If one were to diagram my friends and my play, it would be a Venn diagram with three very overlapping circles. Some of my fiber friends are also fans of the British TV show Doctor Who; others are in the historical reenacting and fiber circles; a few are in all three. Now there's a fourth circle: steampunk.

Steampunk--as a literary form--is a subgenre of science fiction extrapolating the idea that Charles Babbage's Difference Engine (now considered to be the world's first computer) was built and the design improved upon in the 19th Century. It's a world populated with technology that operates with steam and gears, and a rather Victorian sense of geopolitics: the United States is split into several different countries, depending on the author, and the sun has not set on the British empire. An excellent description of the origins of steampunk can be found in Jess Nevin's essay, "The 19th Century Roots of Steampunk," in Steampunk. Steampunk has taken the historical costuming world by storm.
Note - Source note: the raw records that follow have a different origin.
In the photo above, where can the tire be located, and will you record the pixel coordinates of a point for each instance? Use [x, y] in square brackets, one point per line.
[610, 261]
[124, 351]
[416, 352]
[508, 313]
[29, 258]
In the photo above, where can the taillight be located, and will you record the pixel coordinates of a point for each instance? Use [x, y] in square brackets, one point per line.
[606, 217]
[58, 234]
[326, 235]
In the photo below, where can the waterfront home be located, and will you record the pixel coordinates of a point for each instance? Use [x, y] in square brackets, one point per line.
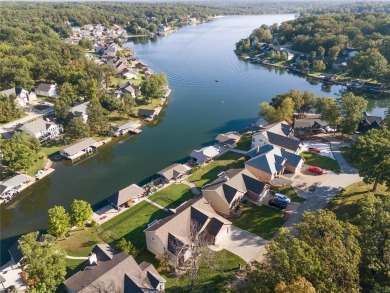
[195, 218]
[226, 192]
[42, 129]
[147, 113]
[269, 162]
[10, 186]
[46, 89]
[125, 128]
[84, 146]
[229, 139]
[369, 122]
[278, 134]
[80, 111]
[204, 155]
[126, 196]
[22, 96]
[174, 172]
[113, 271]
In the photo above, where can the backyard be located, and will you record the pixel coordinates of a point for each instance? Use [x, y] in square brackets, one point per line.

Steampunk as a venue for costuming is fun, because it draws heavily on 19th and early 20th Century clothing (approximately 1850-1910). It gives me a reason to revamp my wardrobe after a long break from this period, with clothes I can wear for action-shooting, historical reenactments, the odd science fiction convention, and of course steampunk events. As an early 20th Century technical exposition--The Great Pan-kinetic Exposition--is tentatively scheduled to be held sometime in 2011, I have no excuse to not start building clothes appropriate for it and other events.